TitleScull, John oral history
|Brock, David C., Interviewer|
|Scull, John, Interviewee|
Place of PublicationMountain View, CA
DescriptionJohn Scull grew up in a missionary family in Indonesia and later Oklahoma, studied math and economics at Oklahoma University, and spent a year teaching mathematics at a Massachusetts preparatory school. As a student at Harvard Business School studying marketing, Scull discovered VisiCalc and the potential for microcomputers to transform business processes. After business school, at his first job at a New York bank, Scull attempted to convert it from manual calculation aided by calculators to the use of spreadsheets, but faced institutional resistance.
He decided to leave the bank and join a local computer store as a salesperson, selling PC solutions to financial firms. One important client turned out to be the venture capital firm Venrock, whose managing director Peter Crisp was on the board of Apple. With Apple losing sales to IBM in the business market, Crisp recommended Scull to Apple’s sales and marketing team on the strength of Scull’s business sales experience and his enthusiasm for the Lisa.

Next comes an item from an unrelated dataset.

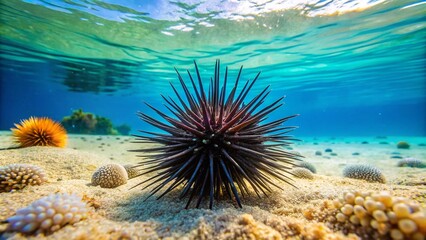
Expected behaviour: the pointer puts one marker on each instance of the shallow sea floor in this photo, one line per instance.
(122, 213)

After meeting with John Sculley, Bill Campbell, and Steve Jobs, Scull was offered a position of retail marketing manager for the rollout of the Macintosh. In this role he coordinated strategy to help dealers sell Macintoshes at retail. After the initial rollout Scull transitioned to marketing communications, including advertising, PR, events and promotions, in particular the “Test Drive a Macintosh” initiative. Scull also worked on a special education task force to see what could be done to sell the Mac to the K-12 education market but ran into internal politics by infringing on the Apple II’s turf. Scull proposed this controversial initiative as Apple was releasing the LaserWriter alongside an unsuccessful “Macintosh Office” marketing campaign, amid plummeting Macintosh sales, and the boardroom coup that ousted Steve Jobs. In the midst of this crisis, the Macintosh division was reorganized, scuttling the education initiative. Now a part of Business marketing, Scull, with minimal resources, devised a new marketing initiative for the Mac and the LaserWriter: desktop publishing.